A study of representational bias - Happy Faces project

Author

Jithesh Kuyyalil

Published

November 11, 2024

Introduction

I recently did a small project using deep learning to recognize happy facial expressions 1. Then I read Chapter 03 from Deep Learning For Coders 2 which is about ethics in machine learning. I went through different emotions like fear and sadness seeing that how some good or even great work may later result in wide spread negative consequences if we are not careful and do necessary measures from the very beginning of the process. It also gave hope that analyzing the project through an ethical lens can also lead to better successful project.

So I decided to do a little project to see how my model works on different categories like skin color, age groups and gender from a learning perspective. This is an exercise in learning and understanding bias in deep learning rather than a comprehensive experiment to derive conclusions.

Aim

To study the prediction accuracy across different categories such as skin color, age groups, and gender.

Method

Test images are downloaded using python duckduck_search module. Queries different from those used while obtaining images for training/validation are employed here in an attempt to obtain new images. While training the model the images were cropped around the faces for simplicity and because we were interested in the facial expression identification. 100 images in each category are considered. Inference is carried out on each image. Accuracy is calculated as the average number of true positives for a given label.

Results

Gender

The first category we’ll explore is gender; we’ll consider the behavior of the model prediction for pictures of male and female faces. For the happy label the accuracy is plotted versus the increasing number of images as shown in Figure 1. Figure saturates at a higher number of images inferred for categories. For these values graph consistently shows that models show higher accuracy for the female gender which could be an indication of the bias in the data.

Figure 1: A plot of accuracy vs number of predictions for happy label for the two genders considered.

Figure 2 shows the accuracy values plotted against the number of predictions for the other labe for both genders. As in the case of the happy category, the curves saturate at a value higher for the female category showing a higher accuracy for the female gender. This might indicate a gender bias in the trained model.

Figure 2: Shows accuracy vs number of predictions for other label for the two genders studied.

Skin Color

Here two skin colors - light vs. dark were used to compare the prediction results. Very dark and very light skin colors were chosen to keep the comparison simple. happy faces were compared for the two skin colors. The results are shown in Figure 3. When we look at the figure, though it appears that dark skin color images perform better than lighter ones for the happy label, the other label results show the opposite behavior as demonstrated in Figure 4. To gather images for the happy label most queries used the word laugh to make the expression explicitly happy. This means that images showed the teeth of the subject. The dark skin color performing better in happy label may be due to the contrast between white teeth and dark skin color. This is also corroborated by Figure 4 where we see light skin color performing better. Essentially these two figures do not conclusively indicate any bias.
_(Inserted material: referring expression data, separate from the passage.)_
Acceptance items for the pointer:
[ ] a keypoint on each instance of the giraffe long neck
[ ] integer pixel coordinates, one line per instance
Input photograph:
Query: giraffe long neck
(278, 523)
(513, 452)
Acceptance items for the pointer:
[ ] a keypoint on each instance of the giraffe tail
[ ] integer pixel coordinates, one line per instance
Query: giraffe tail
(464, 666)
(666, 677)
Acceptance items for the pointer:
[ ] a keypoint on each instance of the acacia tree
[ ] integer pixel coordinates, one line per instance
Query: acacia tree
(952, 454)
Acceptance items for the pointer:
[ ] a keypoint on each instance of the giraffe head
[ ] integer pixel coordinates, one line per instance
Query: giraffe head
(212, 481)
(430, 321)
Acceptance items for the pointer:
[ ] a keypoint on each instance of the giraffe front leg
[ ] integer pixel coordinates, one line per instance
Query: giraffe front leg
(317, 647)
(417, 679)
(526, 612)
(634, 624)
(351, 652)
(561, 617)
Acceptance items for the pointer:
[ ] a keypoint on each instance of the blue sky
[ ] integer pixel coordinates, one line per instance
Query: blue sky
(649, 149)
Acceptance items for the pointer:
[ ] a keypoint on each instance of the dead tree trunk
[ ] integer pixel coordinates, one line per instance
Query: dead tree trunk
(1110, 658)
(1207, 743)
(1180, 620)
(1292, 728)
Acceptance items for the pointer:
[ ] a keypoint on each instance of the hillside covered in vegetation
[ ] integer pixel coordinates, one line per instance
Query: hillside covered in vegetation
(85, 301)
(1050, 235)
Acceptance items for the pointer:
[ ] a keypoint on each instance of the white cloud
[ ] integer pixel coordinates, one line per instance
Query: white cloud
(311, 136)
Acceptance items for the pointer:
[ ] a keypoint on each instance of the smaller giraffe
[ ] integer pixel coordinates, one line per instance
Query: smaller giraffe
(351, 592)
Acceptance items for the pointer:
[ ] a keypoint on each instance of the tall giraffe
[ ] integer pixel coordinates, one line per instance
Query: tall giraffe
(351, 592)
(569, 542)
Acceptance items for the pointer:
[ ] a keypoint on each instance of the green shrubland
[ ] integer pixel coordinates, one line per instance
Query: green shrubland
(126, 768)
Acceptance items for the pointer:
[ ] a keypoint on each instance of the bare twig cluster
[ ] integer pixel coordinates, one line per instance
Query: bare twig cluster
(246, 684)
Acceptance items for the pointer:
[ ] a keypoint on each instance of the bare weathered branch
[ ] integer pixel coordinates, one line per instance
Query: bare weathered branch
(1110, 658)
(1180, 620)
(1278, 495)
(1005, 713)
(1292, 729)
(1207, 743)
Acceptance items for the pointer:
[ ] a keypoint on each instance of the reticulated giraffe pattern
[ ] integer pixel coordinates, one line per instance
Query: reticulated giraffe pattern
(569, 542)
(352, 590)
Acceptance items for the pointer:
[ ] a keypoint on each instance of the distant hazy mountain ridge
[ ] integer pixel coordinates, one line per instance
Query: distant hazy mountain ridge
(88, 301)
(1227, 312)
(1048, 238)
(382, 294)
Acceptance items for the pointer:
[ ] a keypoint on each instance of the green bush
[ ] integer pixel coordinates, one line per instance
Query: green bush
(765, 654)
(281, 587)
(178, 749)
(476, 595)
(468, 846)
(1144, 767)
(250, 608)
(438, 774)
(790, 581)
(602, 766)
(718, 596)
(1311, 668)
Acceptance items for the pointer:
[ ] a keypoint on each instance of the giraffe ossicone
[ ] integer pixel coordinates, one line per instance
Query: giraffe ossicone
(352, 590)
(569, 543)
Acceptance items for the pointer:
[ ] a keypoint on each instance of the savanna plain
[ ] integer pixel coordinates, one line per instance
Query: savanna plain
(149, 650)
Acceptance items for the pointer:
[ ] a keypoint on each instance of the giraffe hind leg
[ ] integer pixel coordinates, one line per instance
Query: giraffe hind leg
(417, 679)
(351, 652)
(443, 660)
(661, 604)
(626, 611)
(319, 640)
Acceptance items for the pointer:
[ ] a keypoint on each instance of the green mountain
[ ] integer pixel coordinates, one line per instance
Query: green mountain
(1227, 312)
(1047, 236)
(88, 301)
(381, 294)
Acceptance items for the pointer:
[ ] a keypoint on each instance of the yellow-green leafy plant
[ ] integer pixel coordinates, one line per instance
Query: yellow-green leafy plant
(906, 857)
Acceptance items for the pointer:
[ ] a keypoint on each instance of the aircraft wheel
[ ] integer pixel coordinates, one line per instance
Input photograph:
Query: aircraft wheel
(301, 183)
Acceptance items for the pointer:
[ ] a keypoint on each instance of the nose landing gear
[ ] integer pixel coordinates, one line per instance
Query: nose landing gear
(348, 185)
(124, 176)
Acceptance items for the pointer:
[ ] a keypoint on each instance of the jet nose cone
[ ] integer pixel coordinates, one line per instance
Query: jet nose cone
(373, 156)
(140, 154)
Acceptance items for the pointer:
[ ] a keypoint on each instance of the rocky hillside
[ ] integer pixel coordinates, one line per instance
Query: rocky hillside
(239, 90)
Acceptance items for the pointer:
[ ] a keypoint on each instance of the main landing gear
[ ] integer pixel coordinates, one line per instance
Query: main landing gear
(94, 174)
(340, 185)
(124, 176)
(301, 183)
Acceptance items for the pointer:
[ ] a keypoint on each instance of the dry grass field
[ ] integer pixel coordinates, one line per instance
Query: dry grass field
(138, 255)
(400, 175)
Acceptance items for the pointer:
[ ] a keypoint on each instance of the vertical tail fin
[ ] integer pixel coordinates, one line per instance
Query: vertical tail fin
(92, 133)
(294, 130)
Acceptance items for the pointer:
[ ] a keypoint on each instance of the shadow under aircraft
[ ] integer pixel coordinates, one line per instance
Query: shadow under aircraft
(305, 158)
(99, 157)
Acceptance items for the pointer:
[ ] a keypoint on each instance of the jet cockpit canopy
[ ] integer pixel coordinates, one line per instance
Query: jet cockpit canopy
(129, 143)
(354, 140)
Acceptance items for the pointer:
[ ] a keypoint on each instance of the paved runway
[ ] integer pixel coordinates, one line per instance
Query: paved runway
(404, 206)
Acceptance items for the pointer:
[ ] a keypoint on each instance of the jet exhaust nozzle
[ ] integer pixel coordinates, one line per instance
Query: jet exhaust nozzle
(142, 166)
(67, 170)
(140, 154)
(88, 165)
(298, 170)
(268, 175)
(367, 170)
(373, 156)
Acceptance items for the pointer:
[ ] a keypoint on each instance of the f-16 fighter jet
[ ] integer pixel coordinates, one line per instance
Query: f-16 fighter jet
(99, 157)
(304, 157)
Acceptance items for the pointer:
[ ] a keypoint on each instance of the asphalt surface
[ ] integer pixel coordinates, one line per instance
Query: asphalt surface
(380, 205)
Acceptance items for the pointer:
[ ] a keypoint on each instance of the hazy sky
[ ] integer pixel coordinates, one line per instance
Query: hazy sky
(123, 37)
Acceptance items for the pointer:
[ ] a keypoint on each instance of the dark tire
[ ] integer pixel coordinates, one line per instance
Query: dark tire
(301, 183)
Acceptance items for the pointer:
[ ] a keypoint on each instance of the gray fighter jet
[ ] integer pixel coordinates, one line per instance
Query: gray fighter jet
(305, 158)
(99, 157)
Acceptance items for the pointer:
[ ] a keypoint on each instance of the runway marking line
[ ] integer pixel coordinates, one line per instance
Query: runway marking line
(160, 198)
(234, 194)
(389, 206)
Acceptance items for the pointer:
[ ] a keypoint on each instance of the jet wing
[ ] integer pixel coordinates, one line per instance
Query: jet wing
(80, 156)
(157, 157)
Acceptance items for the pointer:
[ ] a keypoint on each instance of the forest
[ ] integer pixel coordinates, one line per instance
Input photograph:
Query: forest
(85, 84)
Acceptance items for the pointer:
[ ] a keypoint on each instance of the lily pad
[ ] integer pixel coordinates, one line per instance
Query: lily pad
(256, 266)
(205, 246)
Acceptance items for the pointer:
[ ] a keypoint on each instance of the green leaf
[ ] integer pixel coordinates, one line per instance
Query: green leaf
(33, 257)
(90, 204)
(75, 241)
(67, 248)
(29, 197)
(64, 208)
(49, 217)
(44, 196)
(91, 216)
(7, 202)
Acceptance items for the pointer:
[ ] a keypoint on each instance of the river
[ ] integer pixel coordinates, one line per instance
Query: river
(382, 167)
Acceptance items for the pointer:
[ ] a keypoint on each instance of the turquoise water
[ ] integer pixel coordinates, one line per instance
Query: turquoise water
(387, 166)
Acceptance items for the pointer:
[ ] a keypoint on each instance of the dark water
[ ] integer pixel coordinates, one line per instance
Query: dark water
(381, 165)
Figure 3: Figure shows the data obtained for different image numbers for happy label when skin colors are considered
Figure 4: Shows the comparative study of light/dark skin images for the other label

Age Group

Here we’ll study how the model works on the two age groups - kids/adults. Here the age gap is kept broad by choosing images of babies/toddlers and adults for simplicity. For the happy label we obtain the results shown in Figure 5 where the accuracy is plotted for different numbers of images for both age groups. Here for higher image numbers, we don’t see much difference in accuracy between kids and adult images. On the other hand in Figure 6 for the other label, we see that for higher image numbers kid images shows better accuracy than adult images. When searching for images for the other label it was very easy to find close up image of kids sad/crying/making-faces and all those images fall in the other label. Therefore Figure 6 might be pointing to bias in the model prediction.

Figure 5: Figure shows a plot of accuracy verses number of images used for happy label for kids/adults age group studied.
Figure 6: A plot of accuracy vs number of images used for pediction for other label in the kids/adults age group study.

Conclusions and Future Directions

This is a study aimed at understanding the importance of ethics in the deep learning field. As mentioned earlier this is an exercise in learning by a beginner and getting an idea of how ethics comes into play in this field and an exploration of ways to evaluate it on a project undertaken. As described in the results some of the data such as that from male/female category and kids/adults category show bias in the model prediction. Collecting data was a lot of work as it was easy to find different expressions for light skinned person compared to dark skinned. Somehow most of the images from places like Africa tend to show people with serious/sad faces. It was easier to find happy-white-man rather than happy-black-man. Happiness seems to be white-washed on the internet. I was also going through conflict labeling images as male/female just by looking at the images which is far from accurate. I had similar issues labeling light/dark or deducing age just from images. How to perform a scientific study considering all these factors seems to be an interesting problem.